The government does not agree with the US sanctions on the country’s oil entities, saying South Sudan does not produce enough revenue to fuel conflict, according to Information Michael Makuei.
On Wednesday, the US government listed 15 oil-related institutions for sanctions.
It said this restrictions will force the government and companies to show that the country’s oil will benefit its people and not enrich corrupt elites or fuel violence.
“The revenue which is now being raised from the oil is not even sufficient for our salaries. After all, what war are we fighting now?” Makuei asked.
“Unless people are going back to the 2013 and 2014. This is where you can talk about all these.”
Those listed include the state-owned Nilepet, Dar Petroleum, Sudd Petroleum, and GNPOC.
Others are the ministries of petroleum and mining.
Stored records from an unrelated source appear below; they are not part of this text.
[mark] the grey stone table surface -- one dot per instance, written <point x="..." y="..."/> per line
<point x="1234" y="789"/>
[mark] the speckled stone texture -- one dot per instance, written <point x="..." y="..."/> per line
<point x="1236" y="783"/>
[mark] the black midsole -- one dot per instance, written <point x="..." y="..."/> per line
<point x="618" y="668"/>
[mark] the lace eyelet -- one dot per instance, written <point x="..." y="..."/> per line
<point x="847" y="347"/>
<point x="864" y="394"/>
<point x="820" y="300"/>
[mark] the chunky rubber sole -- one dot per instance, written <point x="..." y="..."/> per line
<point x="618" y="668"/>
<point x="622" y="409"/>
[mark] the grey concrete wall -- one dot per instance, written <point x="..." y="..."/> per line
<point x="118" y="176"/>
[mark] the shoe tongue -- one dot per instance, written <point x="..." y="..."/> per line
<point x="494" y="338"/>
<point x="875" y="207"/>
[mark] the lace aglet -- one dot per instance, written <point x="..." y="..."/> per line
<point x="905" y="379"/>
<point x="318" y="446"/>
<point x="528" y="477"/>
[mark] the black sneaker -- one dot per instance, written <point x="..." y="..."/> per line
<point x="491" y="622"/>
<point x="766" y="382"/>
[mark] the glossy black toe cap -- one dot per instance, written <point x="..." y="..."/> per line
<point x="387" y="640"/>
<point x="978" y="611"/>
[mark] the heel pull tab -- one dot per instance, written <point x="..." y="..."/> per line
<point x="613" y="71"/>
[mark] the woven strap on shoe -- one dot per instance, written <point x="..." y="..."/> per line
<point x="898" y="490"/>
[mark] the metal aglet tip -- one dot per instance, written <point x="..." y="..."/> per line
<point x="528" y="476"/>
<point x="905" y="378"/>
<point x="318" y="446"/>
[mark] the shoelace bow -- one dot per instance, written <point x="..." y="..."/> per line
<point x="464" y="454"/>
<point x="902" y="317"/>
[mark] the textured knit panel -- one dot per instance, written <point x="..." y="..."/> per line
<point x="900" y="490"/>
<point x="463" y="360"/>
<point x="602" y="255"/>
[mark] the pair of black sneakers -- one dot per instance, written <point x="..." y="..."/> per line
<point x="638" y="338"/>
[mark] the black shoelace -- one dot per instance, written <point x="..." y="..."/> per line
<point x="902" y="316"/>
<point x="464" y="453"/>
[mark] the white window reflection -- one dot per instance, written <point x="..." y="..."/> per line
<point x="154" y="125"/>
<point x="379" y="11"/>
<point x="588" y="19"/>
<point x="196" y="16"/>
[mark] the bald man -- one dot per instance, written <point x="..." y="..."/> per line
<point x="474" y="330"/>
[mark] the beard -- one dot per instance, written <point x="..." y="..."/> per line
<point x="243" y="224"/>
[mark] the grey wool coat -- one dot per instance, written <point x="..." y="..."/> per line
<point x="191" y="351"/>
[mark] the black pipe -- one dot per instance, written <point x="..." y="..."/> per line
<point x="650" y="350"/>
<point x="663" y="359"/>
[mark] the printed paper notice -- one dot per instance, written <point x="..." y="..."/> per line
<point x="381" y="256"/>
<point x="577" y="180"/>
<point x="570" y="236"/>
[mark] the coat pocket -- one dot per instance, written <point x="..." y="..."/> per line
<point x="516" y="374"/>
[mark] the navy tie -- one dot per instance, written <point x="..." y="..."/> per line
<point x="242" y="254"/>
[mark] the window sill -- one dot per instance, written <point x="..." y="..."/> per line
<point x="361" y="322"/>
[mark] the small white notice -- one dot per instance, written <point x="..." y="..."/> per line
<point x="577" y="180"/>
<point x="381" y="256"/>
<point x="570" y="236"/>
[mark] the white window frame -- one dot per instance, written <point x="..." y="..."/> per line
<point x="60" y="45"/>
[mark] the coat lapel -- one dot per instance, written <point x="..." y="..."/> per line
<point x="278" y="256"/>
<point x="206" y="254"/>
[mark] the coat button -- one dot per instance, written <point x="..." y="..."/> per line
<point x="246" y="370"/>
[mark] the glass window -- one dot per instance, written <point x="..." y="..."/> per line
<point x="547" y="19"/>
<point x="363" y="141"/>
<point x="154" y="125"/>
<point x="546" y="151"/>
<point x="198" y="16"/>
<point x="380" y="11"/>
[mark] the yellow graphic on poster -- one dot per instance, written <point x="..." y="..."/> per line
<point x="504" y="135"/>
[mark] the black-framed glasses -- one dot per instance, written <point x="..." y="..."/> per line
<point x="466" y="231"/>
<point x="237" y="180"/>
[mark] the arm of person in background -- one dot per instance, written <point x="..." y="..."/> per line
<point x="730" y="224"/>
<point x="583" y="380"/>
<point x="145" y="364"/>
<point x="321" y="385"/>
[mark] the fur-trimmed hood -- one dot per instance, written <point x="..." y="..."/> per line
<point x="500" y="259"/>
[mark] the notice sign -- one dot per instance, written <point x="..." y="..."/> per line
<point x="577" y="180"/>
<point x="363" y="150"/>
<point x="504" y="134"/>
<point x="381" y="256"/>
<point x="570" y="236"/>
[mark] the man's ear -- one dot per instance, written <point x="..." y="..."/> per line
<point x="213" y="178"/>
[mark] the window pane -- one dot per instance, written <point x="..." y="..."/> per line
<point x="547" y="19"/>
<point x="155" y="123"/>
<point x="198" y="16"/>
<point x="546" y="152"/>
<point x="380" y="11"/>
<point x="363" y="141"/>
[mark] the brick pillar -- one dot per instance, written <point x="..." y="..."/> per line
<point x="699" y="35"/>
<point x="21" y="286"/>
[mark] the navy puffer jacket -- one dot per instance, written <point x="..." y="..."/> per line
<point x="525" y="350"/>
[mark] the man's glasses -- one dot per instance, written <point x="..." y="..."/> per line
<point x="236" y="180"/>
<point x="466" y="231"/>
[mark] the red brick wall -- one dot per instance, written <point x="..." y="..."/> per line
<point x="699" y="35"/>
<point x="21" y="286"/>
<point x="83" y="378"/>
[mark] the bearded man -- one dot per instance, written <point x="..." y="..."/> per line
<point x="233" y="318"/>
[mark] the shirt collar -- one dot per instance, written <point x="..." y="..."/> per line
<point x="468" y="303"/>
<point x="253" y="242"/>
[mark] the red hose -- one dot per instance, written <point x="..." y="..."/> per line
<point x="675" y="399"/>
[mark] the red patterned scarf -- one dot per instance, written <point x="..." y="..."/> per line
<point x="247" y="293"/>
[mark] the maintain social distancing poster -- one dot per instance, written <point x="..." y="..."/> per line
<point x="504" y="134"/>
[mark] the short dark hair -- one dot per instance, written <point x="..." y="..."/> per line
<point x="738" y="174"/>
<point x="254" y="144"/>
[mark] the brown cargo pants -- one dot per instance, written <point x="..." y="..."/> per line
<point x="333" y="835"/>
The U.S. and other companies will now need a license to export, re-export, or transfer exports of any U.S.-origin goods or technology to the listed entities.
Earlier this month, the Sentry published an investigative brief that sheds light on how South Sudanese elites are exploiting the country’s oil to fund militias and enrich themselves.
It suggested sanctions against individuals and entities involved.
The Global Witness also published a similar report accusing the state oil company Nilepet and the Ministry of Petroleum of using oil revenues to fund war.